3.              La recourante demande qu’un nouveau délai de 30 jours de l’art. 153 al. 1 ORC lui soit octroyé et invoque à cet égard des problèmes de santé tout en précisant avoir repris depuis lors son activité.

 

              Ne produisant aucune pièce médicale attestant d’une impossibilité d’agir sur le plan administratif, se contentant d’affirmations sans entreprendre de les prouver, la recourante ne rend pas vraisemblable avoir été objectivement empêchée de donner suite à l’avis de sommation. Selon un principe général de procédure, notamment administrative tant cantonale que fédérale, la restitution d’un délai est subordonnée au dépôt d’une requête écrite et motivée présentée dans un délai courant à partir de la cessation de l’empêchement, ainsi qu’à l’accomplissement de l’acte de procédure omis dans ce même délai (Bovay, Procédure administrative, Berne 2000, pp. 379 et 498).

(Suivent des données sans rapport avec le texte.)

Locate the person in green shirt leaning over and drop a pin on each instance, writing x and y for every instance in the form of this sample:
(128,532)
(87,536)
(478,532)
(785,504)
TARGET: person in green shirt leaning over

Ainsi, l’art. 22 LPA-VD prévoit que le délai peut être restitué lorsque la partie ou son mandataire établit qu’il a été empêché, sans faute de sa part, d’agir dans le délai fixé (al. 1). La demande motivée de restitution doit être présentée dans les dix jours à compter de celui où l’empêchement a cessé. Dans ce même délai, le requérant doit accomplir l’acte omis. Sur requête, un délai supplémentaire lui est accordé pour compléter cet acte, si des motifs suffisants le justifient (al. 2).

 

              Dans le cas particulier, la recourante n’allègue pas davantage avoir mis à profit le temps écoulé depuis la décision de dissolution pour requérir une inscription rectificatrice. Cela dit, l’art. 153 al. 5 ORC lui donne encore la possibilité de faire révoquer la dissolution de ladite société, si dans les trois mois qui suivent son inscription, la situation légale est rétablie.

 

              Les conditions d’une restitution de délai n’étant pas réunies, le recours doit également être rejeté sur ce point.

 

 

4.                            En conclusion, le recours doit être rejeté et la décision confirmée.

 

              Les frais de deuxième instance de la recourante sont arrêtés à 200 francs.

 

 

 

Par ces motifs,

la Chambre des recours du Tribunal cantonal,

statuant à huis clos,

prononce :

 

              I.              Le recours est rejeté.

 

              II.              La décision est confirmée.

 

              III.              Les frais de deuxième instance de la recourante Q.________ sont arrêtés à 200 fr. (deux cents francs).

 

Le président :               La greffière :

 

 

 

 

Du 14 avril 2010

 

              Le dispositif de l'arrêt qui précède est communiqué par écrit aux intéressés.

 

              La greffière :

 

 

 

 

Du

 

              L'arrêt qui précède, dont la rédaction a été approuvée à huis clos, est notifié en expédition complète, par l'envoi de photocopies, à :

 

‑              Q.________,

‑              Mme L.________.

 

              Le présent arrêt peut faire l'objet d'un recours en matière civile devant le Tribunal fédéral au sens des art. 72 ss LTF (loi du 17 juin 2005 sur le Tribunal fédéral – RS 173.110), cas échéant d'un recours constitutionnel subsidiaire au sens des art. 113 ss LTF. Ces recours doivent être déposés devant le Tribunal fédéral dans les trente jours qui suivent la présente notification (art. 100 al. 1 LTF).

 

              Cet arrêt est communiqué, par l'envoi de photocopies, à :

 

‑              M. le Préposé au Registre du commerce du canton de Vaud, rue Grenade 38,

      1510 Moudon,

-                Office fédéral du Registre du commerce, Taubenstrasse 16, 3003 Bern.